Port-arm archive

[Date Prev][Date Next][Thread Prev][Thread Next][Date Index][Thread Index][Old Index]

Re: Help improving the installation guide and support hardware lists



Also, I think it would be useful to document ARM 32-bit vs 64-bit and
how this is supported on various boards. I think Raspberry Pi can run
in either mode, but it doesn't have enough RAM to justify 64-bit mode.
In fact, on this hardware 64-bit multiplication is 1/3 the throughput
of 32-bit multiplication. See this discussion: 

https://community.arm.com/developer/ip-products/processors/f/cortex-a-forum/46345/arm-cortex-a72-64-bit-multiply-madd-instruction-low-throughput

So with regard to NetBSD:

- Can NetBSD aarch64 support 32-bit emulation?

- Is there a difference in kernel drivers for 32-bit vs 64-bit, i.e.
  do some things work well in one mode but not the other?

- Some ARM SBCs have USB ports, but is booting from USB supported or
  only SD card? If it's not documented, then it's a guessing game.

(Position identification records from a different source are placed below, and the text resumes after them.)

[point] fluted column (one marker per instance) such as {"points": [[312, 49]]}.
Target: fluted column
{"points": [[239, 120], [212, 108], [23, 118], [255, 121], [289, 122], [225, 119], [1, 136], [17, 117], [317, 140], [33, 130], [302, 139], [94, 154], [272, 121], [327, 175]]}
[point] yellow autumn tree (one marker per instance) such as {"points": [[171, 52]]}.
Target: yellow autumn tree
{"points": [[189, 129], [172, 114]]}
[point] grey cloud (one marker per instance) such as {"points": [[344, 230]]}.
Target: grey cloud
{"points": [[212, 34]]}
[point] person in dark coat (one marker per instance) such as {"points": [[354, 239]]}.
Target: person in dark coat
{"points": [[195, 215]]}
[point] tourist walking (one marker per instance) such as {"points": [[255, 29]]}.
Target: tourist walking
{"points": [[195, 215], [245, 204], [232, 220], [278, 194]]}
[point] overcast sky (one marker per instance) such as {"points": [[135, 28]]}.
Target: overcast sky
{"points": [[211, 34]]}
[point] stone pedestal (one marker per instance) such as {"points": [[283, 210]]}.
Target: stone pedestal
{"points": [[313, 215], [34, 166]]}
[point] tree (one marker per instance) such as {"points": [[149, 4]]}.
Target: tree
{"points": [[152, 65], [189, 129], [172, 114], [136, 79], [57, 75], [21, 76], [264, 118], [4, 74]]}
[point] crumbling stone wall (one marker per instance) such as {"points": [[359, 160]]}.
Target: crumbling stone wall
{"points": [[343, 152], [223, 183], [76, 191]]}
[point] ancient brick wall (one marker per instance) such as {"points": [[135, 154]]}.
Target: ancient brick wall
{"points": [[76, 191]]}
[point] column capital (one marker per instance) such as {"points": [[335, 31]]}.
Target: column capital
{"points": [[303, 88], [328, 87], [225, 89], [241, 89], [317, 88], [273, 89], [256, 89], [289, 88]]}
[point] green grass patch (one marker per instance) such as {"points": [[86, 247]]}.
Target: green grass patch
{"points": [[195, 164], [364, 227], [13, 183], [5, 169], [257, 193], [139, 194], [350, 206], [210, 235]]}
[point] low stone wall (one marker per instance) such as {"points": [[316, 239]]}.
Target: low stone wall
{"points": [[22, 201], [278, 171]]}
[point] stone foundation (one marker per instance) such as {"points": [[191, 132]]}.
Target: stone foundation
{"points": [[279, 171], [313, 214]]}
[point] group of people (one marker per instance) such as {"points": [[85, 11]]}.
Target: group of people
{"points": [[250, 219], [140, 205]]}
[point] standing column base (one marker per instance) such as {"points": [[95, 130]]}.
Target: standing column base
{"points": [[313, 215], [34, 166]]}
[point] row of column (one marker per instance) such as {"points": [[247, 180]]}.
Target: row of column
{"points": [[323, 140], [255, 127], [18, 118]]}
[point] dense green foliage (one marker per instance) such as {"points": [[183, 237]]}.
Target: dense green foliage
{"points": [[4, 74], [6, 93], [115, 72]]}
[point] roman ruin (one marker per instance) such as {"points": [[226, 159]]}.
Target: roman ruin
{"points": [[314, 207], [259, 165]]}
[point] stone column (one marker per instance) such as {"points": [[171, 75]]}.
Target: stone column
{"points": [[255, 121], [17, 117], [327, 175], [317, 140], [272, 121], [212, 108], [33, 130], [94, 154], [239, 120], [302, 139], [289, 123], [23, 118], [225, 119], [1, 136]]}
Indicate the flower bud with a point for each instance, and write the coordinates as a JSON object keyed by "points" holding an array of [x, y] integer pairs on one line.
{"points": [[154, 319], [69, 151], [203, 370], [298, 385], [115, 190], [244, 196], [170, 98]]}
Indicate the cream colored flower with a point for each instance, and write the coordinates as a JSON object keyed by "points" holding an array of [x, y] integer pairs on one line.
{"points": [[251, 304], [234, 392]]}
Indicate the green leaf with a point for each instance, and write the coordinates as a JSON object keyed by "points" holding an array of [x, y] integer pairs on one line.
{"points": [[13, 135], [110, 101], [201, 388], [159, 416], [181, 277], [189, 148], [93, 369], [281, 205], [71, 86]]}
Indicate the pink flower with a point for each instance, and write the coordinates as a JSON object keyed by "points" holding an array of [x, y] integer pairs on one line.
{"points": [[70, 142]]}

- How do you build 32-bit image? I tend to use
  "build.sh -m evbarm -a earmv7hf" but had to add hacks to mk.conf as
  parts of NetBSD use older assembly and fail to build with specific
  -mcpu flags, so need to use -mtune instead.

# RPI3 CPU: cortex-a53
# RPI4 CPU: cortex-a72
.if empty(CPUFLAGS:M-march=*) && empty(CPUFLAGS:M-mcpu=*)
CPUFLAGS+=-mcpu=cortex-a53
#CPUFLAGS+=-mcpu=cortex-a72
.else
CPUFLAGS+=-mtune=cortex-a53
#CPUFLAGS+=-mtune=cortex-a72

- There is not much documentation on CPU frequency scaling. Turns out
  NetBSD defaults to minimum (600 MHz on RPi3), if you're not aware of
  it and machdep.cpu.frequency.target sysctl, then you'll be quite
  disappointed with the performance. Also would be good to document
  that pkgsrc sysutils/estd daemon works on this hardware and can
  dynamically scale CPU frequency. Install the package and add this
  to /etc/rc.conf

estd=YES
estd_flags="-a"

  It should really be part of the base system, see PR misc/55264

This is the kind of info that should be on the Wiki, as it helps new
users to quickly setup the system in the most optimal way.